Value Based Risk Management

Session Leader: Grace Crickette

Recently the U.S. Federal Cybersecurity & Infrastructure Security Agency (CISA) of the Department of Homeland Security began recommending that cybersecurity insurance firms encourage the implementation of best practices by basing premiums on an insured’s level of self-protection.

Elevating Cyber Risk Management

In both the Advisen Cyber Conferences and at the National RIMS Conferences, insurance brokers, carriers and risk managers are talking about the need to elevate the Risk Management of Cyber Risk.

  • “Better cyber coverage and better pricing for going beyond the application and demonstrating what improvements you have made and what you have planned.” (Global Broker)
  • “Brokers should be helping Clients to demonstrate improvement” (Global Broker)

One big problem is that the solutions available currently from insurance brokers and carriers are primarily reactive. Those that are proactive are just brushing the surface by offering consulting services that focus on improving their clients’ reactive tactics, namely, breach response and company policy review. While these are important – they do not add enough risk mitigation value.

A leading executive at a major broker in this space recently advocated that their clients should invest more in IT security improvements, like “DLP, end-point security, malware . . .”, but when asked if he could help his clients with deciding on what improvements invest in and the return on investment, his answer was, “. . .well that is really difficult to do . . . so no.”

Relating Risk to Business Value

IT security controls and best practices aren’t implemented in a vacuum – their context is Risk Management – which generates the understanding of what controls and best practices to apply based on the value to the business and the execution of its mission.

What that major broker executive did not know is that there is an existing methodology that delivers a superior IT Security and Risk Management solution that is proactive and ensures that the risk, controls and business value are all understood.

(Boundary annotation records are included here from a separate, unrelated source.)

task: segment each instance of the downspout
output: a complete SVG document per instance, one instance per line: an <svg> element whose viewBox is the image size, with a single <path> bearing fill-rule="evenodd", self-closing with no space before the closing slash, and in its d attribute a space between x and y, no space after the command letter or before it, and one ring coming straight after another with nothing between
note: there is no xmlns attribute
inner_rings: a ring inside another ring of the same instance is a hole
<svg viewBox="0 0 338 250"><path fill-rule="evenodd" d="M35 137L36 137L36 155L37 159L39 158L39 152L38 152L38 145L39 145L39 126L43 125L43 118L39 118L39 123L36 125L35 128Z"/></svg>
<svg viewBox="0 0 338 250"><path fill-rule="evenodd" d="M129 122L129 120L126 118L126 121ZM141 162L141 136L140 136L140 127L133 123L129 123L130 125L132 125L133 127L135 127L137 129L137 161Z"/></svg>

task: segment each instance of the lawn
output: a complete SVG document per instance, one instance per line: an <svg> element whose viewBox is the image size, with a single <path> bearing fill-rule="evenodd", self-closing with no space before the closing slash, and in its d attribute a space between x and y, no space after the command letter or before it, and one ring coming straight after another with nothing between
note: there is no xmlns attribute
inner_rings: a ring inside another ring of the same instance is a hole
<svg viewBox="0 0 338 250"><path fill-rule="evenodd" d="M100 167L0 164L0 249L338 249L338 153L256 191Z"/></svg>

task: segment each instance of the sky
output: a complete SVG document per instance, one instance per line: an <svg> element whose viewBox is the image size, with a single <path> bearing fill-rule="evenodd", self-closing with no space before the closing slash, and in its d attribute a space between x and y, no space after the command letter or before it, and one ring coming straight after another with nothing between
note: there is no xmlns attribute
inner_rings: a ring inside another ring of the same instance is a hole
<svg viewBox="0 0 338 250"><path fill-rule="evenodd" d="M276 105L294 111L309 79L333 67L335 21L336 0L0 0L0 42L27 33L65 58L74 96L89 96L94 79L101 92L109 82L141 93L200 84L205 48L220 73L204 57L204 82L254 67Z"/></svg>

This applies not just to information system and IT infrastructure deployments, but to IoT deployments as well, including electronic physical security systems.

As insurance carriers transition from their currently very low competitive insurance rates, and begin setting their coverage and rates based on their clients’ security profiles, any manager or executive with responsibility for information-based systems must have – or be part of – a cyber risk management program that addresses the full spectrum of cyber liability risk.